A Hugging Face model a day

Let me begin by saying my interaction with hugging face has been almost null since trying out PCA models for a Deep Learning Course.

The motivation behind this post comes after knowing HF has ways to automate most of the things I do day by day, and small nice-to-have activities that would make my life marginally better.

Why waste time building out stuff when people have spent months or years mantaining models in (near) good health?

The idea is to have a one stop place where I can record:

What each model is for. Was it useful in solving what I needed. How easy/difficult was it to set up – I have no groundbreaking code skills: if I can set it up, so can you.

Today 2 models: transcribing audio and image generation using training on specific features.

Whisper.ccp: Transcribing

The model that sparked this idea. Whisper supports locally transcribing, no upload limit, and is fully free to use.

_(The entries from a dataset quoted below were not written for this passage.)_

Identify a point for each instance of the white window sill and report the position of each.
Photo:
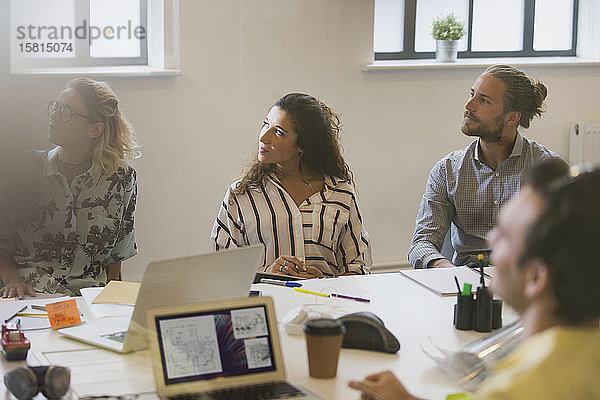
(130, 70)
(383, 65)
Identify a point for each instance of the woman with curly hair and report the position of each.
(74, 222)
(297, 197)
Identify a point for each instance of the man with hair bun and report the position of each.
(547, 269)
(466, 189)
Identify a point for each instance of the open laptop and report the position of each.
(227, 349)
(227, 273)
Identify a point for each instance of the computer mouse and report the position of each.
(365, 330)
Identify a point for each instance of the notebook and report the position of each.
(227, 273)
(226, 349)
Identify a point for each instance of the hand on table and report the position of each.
(293, 266)
(381, 386)
(17, 289)
(441, 263)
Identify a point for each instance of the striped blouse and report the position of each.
(326, 231)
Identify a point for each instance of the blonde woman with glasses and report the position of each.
(73, 225)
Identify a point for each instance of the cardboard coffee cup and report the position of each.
(324, 338)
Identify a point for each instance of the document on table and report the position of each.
(441, 280)
(104, 310)
(119, 292)
(31, 318)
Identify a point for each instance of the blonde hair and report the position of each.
(117, 142)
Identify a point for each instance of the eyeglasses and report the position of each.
(65, 113)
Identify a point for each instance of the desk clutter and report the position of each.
(480, 312)
(26, 382)
(364, 330)
(469, 366)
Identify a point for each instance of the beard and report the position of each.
(491, 132)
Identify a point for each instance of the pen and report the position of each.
(310, 292)
(343, 296)
(467, 289)
(15, 314)
(280, 283)
(31, 314)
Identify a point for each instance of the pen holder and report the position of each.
(497, 314)
(483, 310)
(464, 311)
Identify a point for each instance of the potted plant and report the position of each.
(447, 31)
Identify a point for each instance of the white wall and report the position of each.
(238, 57)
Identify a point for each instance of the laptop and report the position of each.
(227, 349)
(227, 273)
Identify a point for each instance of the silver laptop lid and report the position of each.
(197, 348)
(224, 274)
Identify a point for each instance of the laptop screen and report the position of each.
(214, 344)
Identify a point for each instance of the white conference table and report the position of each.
(411, 312)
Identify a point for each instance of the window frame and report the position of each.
(82, 47)
(409, 53)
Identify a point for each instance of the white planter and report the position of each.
(446, 50)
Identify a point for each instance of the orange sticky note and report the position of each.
(63, 313)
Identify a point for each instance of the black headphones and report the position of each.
(26, 382)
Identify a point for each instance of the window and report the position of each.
(507, 28)
(67, 34)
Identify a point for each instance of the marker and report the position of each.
(15, 314)
(457, 284)
(467, 289)
(31, 314)
(310, 292)
(343, 296)
(480, 261)
(280, 283)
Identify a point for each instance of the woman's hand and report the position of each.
(293, 266)
(17, 289)
(381, 386)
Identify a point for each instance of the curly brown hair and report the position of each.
(317, 128)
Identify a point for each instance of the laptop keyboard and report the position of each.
(265, 391)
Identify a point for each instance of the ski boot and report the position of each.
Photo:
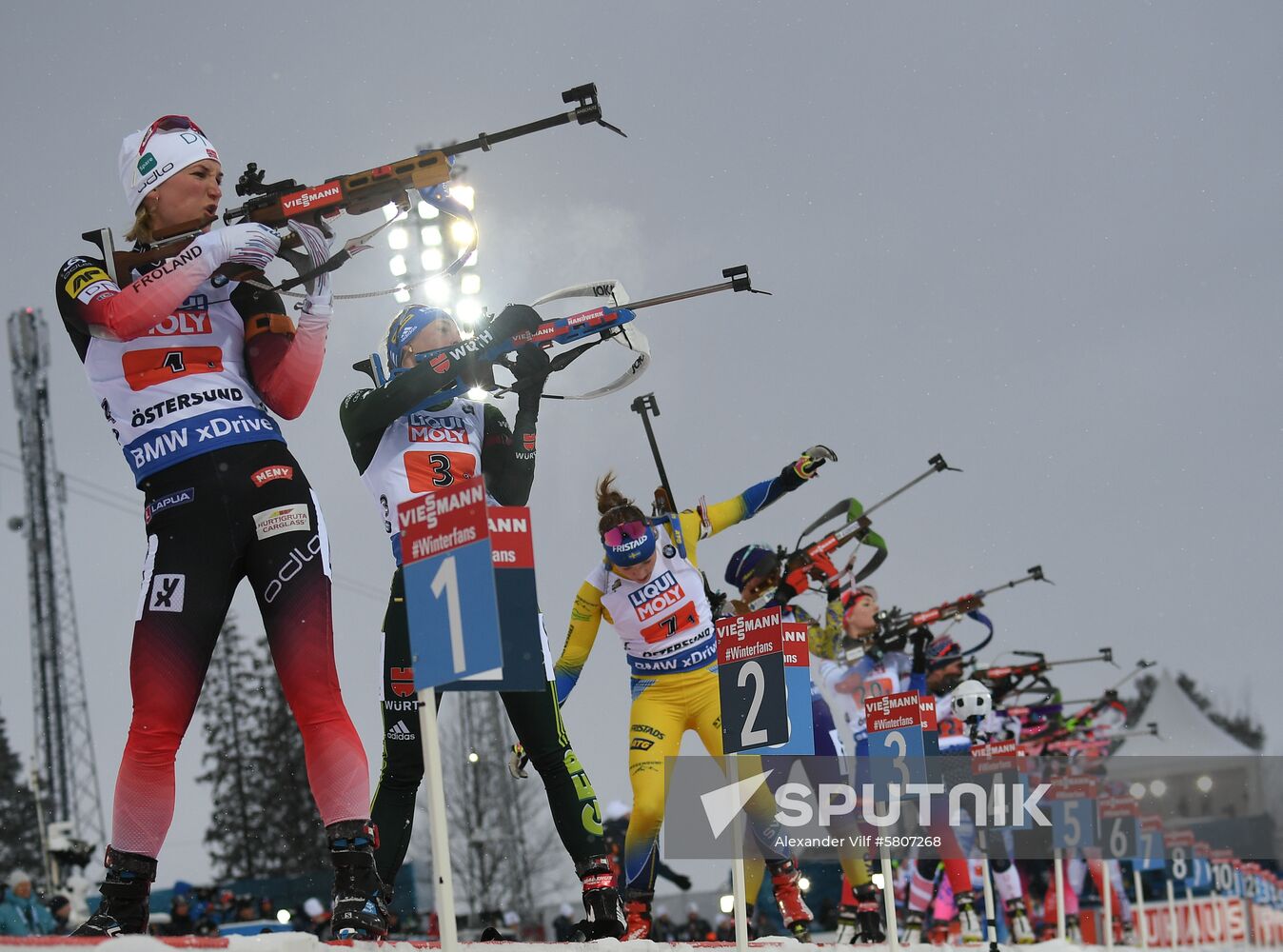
(913, 928)
(848, 926)
(939, 934)
(1073, 929)
(969, 922)
(604, 915)
(1017, 920)
(358, 906)
(126, 893)
(869, 914)
(637, 908)
(793, 908)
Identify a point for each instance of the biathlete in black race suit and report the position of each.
(187, 366)
(406, 442)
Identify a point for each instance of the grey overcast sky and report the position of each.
(1040, 239)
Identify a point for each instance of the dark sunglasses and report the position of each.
(168, 124)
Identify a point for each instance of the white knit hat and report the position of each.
(165, 153)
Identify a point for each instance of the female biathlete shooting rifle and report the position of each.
(755, 570)
(651, 589)
(185, 365)
(406, 442)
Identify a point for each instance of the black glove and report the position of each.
(920, 638)
(804, 467)
(533, 365)
(785, 593)
(513, 320)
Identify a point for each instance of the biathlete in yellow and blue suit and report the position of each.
(649, 587)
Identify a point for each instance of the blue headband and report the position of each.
(630, 552)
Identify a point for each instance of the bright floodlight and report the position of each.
(462, 232)
(468, 309)
(438, 290)
(431, 259)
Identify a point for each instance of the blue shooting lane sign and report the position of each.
(896, 745)
(751, 682)
(1151, 856)
(526, 664)
(449, 584)
(797, 689)
(1180, 855)
(1119, 818)
(1073, 812)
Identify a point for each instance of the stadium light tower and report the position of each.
(424, 243)
(65, 742)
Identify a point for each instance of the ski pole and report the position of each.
(844, 532)
(938, 465)
(644, 406)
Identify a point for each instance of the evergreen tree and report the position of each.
(293, 836)
(229, 707)
(19, 845)
(1239, 726)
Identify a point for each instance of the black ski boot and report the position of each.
(638, 910)
(126, 893)
(360, 911)
(604, 915)
(869, 912)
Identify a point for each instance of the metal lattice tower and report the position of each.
(65, 745)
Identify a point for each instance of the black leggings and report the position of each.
(534, 716)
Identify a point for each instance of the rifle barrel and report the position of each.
(679, 295)
(485, 140)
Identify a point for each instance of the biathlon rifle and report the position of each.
(276, 203)
(1006, 680)
(471, 362)
(797, 565)
(1050, 720)
(895, 626)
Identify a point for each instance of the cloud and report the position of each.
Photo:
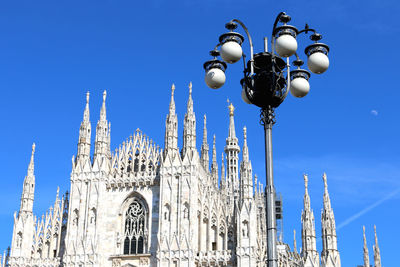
(374, 112)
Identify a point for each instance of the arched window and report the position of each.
(135, 228)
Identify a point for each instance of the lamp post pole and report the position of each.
(264, 85)
(267, 120)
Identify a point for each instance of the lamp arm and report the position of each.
(250, 43)
(273, 31)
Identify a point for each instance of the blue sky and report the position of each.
(52, 52)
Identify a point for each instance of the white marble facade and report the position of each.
(146, 206)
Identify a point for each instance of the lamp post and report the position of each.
(264, 84)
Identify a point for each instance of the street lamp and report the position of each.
(264, 84)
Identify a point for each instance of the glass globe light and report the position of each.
(299, 85)
(215, 78)
(318, 61)
(286, 45)
(244, 97)
(231, 45)
(231, 52)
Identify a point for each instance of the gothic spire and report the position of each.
(103, 115)
(204, 147)
(327, 200)
(102, 144)
(307, 205)
(366, 254)
(223, 178)
(309, 246)
(172, 102)
(171, 128)
(232, 150)
(245, 148)
(28, 190)
(255, 184)
(232, 133)
(31, 166)
(246, 176)
(330, 253)
(189, 127)
(377, 253)
(214, 164)
(84, 133)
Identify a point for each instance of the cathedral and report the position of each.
(142, 205)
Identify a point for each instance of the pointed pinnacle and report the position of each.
(104, 95)
(325, 181)
(305, 176)
(172, 89)
(32, 162)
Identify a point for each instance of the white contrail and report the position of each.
(362, 212)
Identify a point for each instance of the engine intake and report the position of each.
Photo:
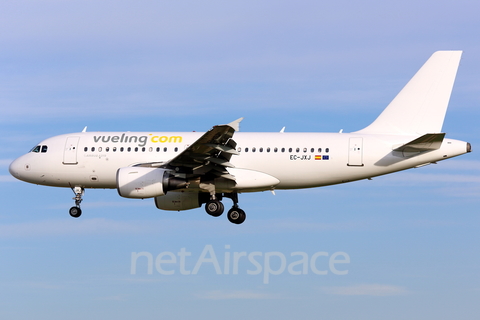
(141, 182)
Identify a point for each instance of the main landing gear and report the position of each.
(214, 207)
(75, 211)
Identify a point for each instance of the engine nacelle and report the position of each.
(178, 201)
(141, 182)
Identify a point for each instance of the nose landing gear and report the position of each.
(235, 215)
(75, 211)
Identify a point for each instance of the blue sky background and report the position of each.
(188, 65)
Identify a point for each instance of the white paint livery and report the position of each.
(184, 170)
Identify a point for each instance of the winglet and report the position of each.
(235, 124)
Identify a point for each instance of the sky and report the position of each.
(403, 246)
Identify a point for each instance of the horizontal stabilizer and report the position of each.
(427, 142)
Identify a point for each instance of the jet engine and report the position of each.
(141, 182)
(178, 201)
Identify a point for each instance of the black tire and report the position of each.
(214, 208)
(75, 212)
(236, 215)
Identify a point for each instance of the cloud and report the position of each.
(366, 290)
(223, 295)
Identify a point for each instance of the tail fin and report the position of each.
(421, 105)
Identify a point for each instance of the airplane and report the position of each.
(184, 170)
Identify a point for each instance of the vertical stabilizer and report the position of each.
(421, 105)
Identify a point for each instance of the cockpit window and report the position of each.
(36, 149)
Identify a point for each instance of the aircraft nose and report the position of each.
(16, 167)
(13, 168)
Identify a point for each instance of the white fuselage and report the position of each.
(297, 160)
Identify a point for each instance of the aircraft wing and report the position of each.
(209, 155)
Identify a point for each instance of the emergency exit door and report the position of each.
(70, 152)
(355, 152)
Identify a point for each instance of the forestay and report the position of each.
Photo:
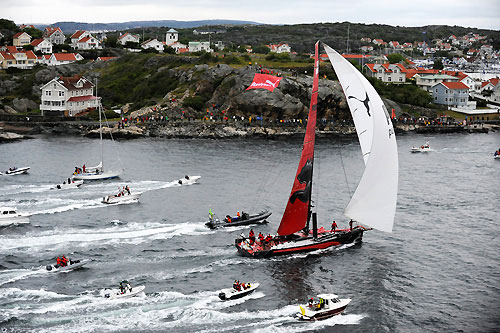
(374, 201)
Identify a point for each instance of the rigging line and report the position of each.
(345, 174)
(318, 159)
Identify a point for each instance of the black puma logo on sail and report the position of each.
(304, 176)
(365, 102)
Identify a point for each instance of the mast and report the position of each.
(298, 209)
(100, 126)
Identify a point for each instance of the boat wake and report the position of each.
(132, 233)
(12, 275)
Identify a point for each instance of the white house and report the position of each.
(54, 35)
(393, 73)
(42, 45)
(171, 37)
(77, 36)
(199, 46)
(127, 37)
(177, 46)
(21, 39)
(427, 81)
(68, 96)
(152, 44)
(450, 93)
(88, 43)
(57, 59)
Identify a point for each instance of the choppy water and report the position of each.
(438, 270)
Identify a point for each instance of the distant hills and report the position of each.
(70, 27)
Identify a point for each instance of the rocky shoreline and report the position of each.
(205, 130)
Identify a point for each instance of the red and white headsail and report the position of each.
(297, 209)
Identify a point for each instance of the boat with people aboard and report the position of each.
(124, 195)
(124, 290)
(15, 171)
(374, 201)
(240, 219)
(69, 184)
(9, 215)
(98, 172)
(422, 149)
(64, 264)
(188, 180)
(328, 305)
(238, 290)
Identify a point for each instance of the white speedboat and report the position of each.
(327, 306)
(188, 180)
(69, 185)
(422, 149)
(232, 293)
(127, 292)
(97, 173)
(15, 171)
(9, 215)
(73, 264)
(119, 198)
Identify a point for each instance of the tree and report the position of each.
(438, 64)
(8, 25)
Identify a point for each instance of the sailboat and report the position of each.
(374, 201)
(98, 172)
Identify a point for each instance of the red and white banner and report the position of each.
(264, 81)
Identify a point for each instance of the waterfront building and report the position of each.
(128, 37)
(42, 45)
(454, 94)
(67, 96)
(21, 39)
(54, 35)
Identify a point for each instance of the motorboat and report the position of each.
(123, 196)
(127, 292)
(73, 264)
(327, 306)
(236, 221)
(70, 184)
(188, 180)
(119, 198)
(232, 293)
(15, 171)
(96, 173)
(422, 149)
(9, 215)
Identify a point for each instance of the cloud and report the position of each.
(479, 13)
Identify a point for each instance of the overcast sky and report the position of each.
(468, 13)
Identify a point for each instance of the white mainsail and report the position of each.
(374, 201)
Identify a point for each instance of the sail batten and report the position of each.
(297, 209)
(374, 201)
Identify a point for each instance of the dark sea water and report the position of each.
(437, 272)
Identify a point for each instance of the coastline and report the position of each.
(10, 131)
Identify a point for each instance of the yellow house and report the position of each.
(21, 39)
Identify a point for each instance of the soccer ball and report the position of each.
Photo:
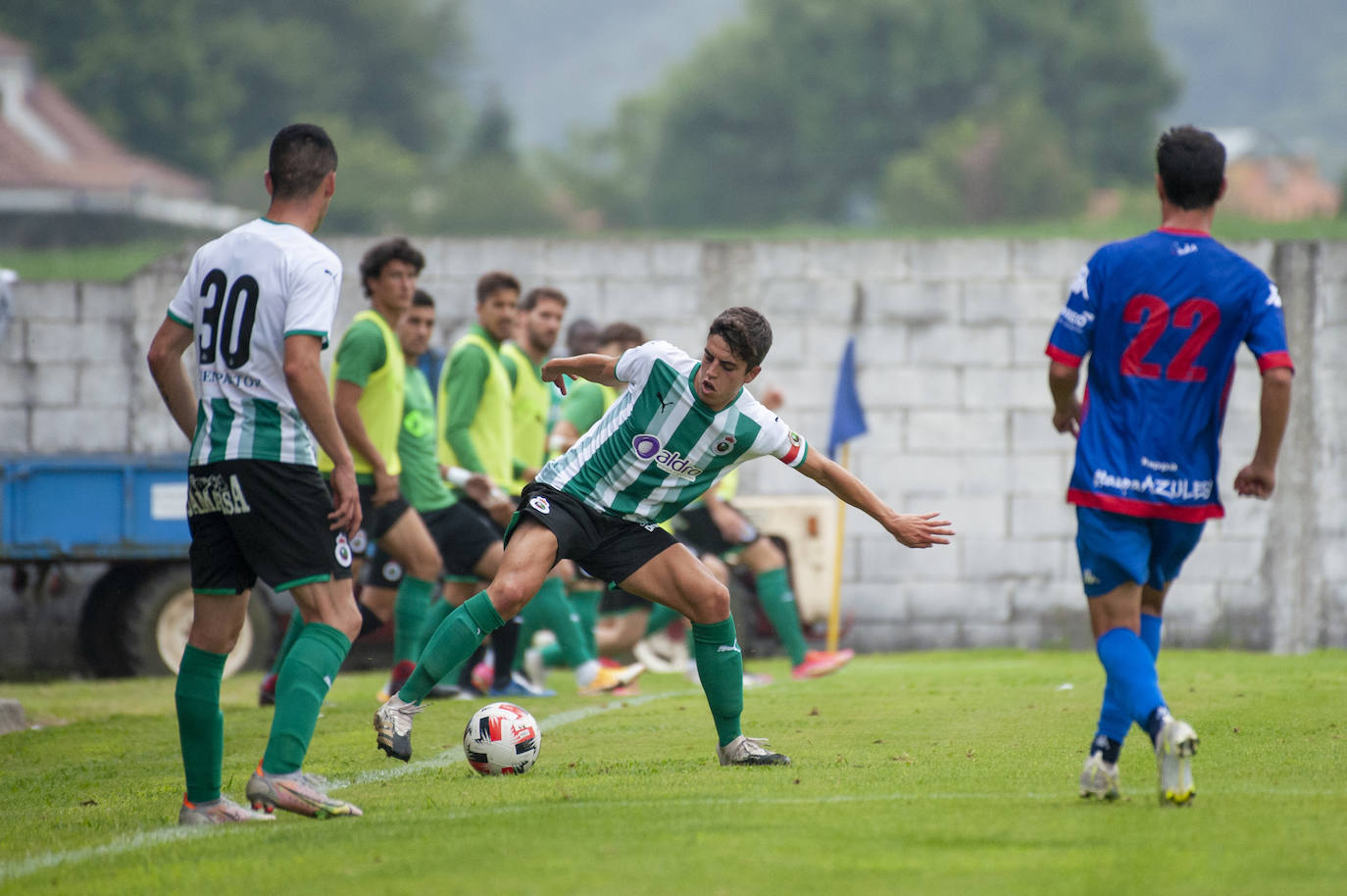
(501, 738)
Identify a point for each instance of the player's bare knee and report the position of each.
(425, 566)
(712, 604)
(510, 594)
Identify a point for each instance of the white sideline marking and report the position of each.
(159, 835)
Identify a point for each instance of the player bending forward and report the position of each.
(679, 424)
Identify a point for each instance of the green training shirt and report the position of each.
(421, 482)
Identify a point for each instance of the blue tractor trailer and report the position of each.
(93, 569)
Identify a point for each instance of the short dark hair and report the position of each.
(580, 335)
(493, 281)
(301, 157)
(396, 249)
(622, 331)
(745, 331)
(540, 292)
(1191, 165)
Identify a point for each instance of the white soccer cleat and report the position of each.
(749, 751)
(1099, 779)
(393, 726)
(1173, 762)
(219, 812)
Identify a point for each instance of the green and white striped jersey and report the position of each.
(659, 446)
(244, 292)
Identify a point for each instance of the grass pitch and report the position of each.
(918, 772)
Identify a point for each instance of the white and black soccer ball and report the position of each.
(501, 738)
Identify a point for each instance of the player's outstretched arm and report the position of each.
(595, 368)
(165, 362)
(309, 388)
(1260, 477)
(911, 529)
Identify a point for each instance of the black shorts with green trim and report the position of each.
(616, 601)
(262, 519)
(461, 535)
(695, 528)
(608, 547)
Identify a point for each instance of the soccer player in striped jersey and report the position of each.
(368, 383)
(259, 305)
(679, 424)
(1162, 317)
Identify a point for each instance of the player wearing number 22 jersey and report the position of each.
(1162, 317)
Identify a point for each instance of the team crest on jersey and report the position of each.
(1082, 281)
(342, 551)
(417, 423)
(723, 446)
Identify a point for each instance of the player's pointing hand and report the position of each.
(919, 529)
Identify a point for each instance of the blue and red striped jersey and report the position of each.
(1162, 317)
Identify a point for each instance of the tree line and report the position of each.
(802, 111)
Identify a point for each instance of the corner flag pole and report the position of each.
(847, 423)
(835, 607)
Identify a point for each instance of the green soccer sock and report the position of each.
(305, 678)
(778, 604)
(453, 643)
(201, 725)
(414, 596)
(721, 669)
(551, 611)
(296, 625)
(660, 619)
(436, 614)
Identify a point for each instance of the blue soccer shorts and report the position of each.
(1116, 549)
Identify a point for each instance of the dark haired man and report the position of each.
(679, 424)
(1162, 319)
(469, 544)
(259, 303)
(475, 431)
(536, 324)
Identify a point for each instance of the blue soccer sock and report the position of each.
(1131, 672)
(1114, 720)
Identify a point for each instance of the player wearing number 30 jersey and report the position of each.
(243, 295)
(256, 308)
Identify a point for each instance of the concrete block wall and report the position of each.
(953, 377)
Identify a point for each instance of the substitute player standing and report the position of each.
(1162, 319)
(259, 305)
(676, 428)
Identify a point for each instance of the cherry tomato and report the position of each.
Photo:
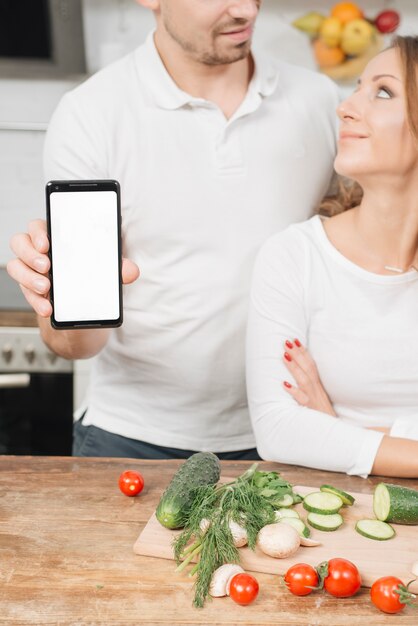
(299, 578)
(341, 577)
(385, 594)
(131, 483)
(243, 589)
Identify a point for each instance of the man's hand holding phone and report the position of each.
(31, 266)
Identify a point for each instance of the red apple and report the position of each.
(387, 21)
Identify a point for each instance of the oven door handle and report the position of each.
(7, 381)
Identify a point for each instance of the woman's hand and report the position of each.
(308, 390)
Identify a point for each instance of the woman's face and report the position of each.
(375, 138)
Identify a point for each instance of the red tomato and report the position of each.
(385, 594)
(299, 578)
(243, 588)
(341, 578)
(131, 483)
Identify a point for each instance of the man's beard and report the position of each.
(212, 57)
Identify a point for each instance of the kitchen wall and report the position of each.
(112, 28)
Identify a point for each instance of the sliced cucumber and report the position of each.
(325, 522)
(297, 524)
(281, 513)
(285, 501)
(393, 503)
(345, 497)
(323, 503)
(375, 529)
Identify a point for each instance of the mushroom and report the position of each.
(278, 540)
(221, 579)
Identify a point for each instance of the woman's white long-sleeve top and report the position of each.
(361, 329)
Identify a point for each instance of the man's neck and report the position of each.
(224, 85)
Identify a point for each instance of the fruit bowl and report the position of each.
(344, 41)
(351, 67)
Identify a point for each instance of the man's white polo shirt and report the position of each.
(200, 194)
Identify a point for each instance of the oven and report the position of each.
(36, 396)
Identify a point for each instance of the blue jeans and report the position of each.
(93, 441)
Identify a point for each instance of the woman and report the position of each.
(346, 287)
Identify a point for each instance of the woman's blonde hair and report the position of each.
(346, 193)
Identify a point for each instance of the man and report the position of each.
(215, 150)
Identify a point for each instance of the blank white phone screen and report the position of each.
(84, 235)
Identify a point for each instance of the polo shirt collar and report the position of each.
(166, 94)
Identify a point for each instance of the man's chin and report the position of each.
(225, 57)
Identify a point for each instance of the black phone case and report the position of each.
(57, 186)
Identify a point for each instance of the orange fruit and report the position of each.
(346, 11)
(326, 56)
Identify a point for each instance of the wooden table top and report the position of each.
(66, 557)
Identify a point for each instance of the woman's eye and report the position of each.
(384, 92)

My main need here was transcribing a 1.45 hour interview with two people and no background noise. The tricky thing is the interview was done in Argentinian Spanish and the main speaker used a lot of gestures, meaning transcribing the audio also requires some flexibility around understanding that phrases accompannying gestures are not necessarily easy to transcribe.

I manually downloaded pre-converted models from here.

#Preconverted model used 
curl -L -o models/ggml-base.bin https://ggml.ggerganov.com/ggml-model-whisper-base.bin

set up

brew install cmake cmake --version

# cmake -B build

if done: [100%] Built target bench

One small set up needed is Whisper does not support .m4a files. It only supports .wav, .mp3, .flac, and raw PCM formats. You will need to convert it into .wav first.

# is your file in wav? if so convert

you might need: brew install ffmpeg

ffmpeg -i ~/Desktop/name.m4a ~/Desktop/name.wav

model include in -f the name of your audio ie. ~/Desktop/name

output saves your transcript outside of the terminal

./build/bin/whisper-cli -m models/ggml-base.bin -l es -f your-spanish-audio.wav --output-txt

In case you need to transcribe and translate it back into another language you can also do so by adding --translate before -l. Next up you will see a stream of transcription in your terminal which will then save as a txt file.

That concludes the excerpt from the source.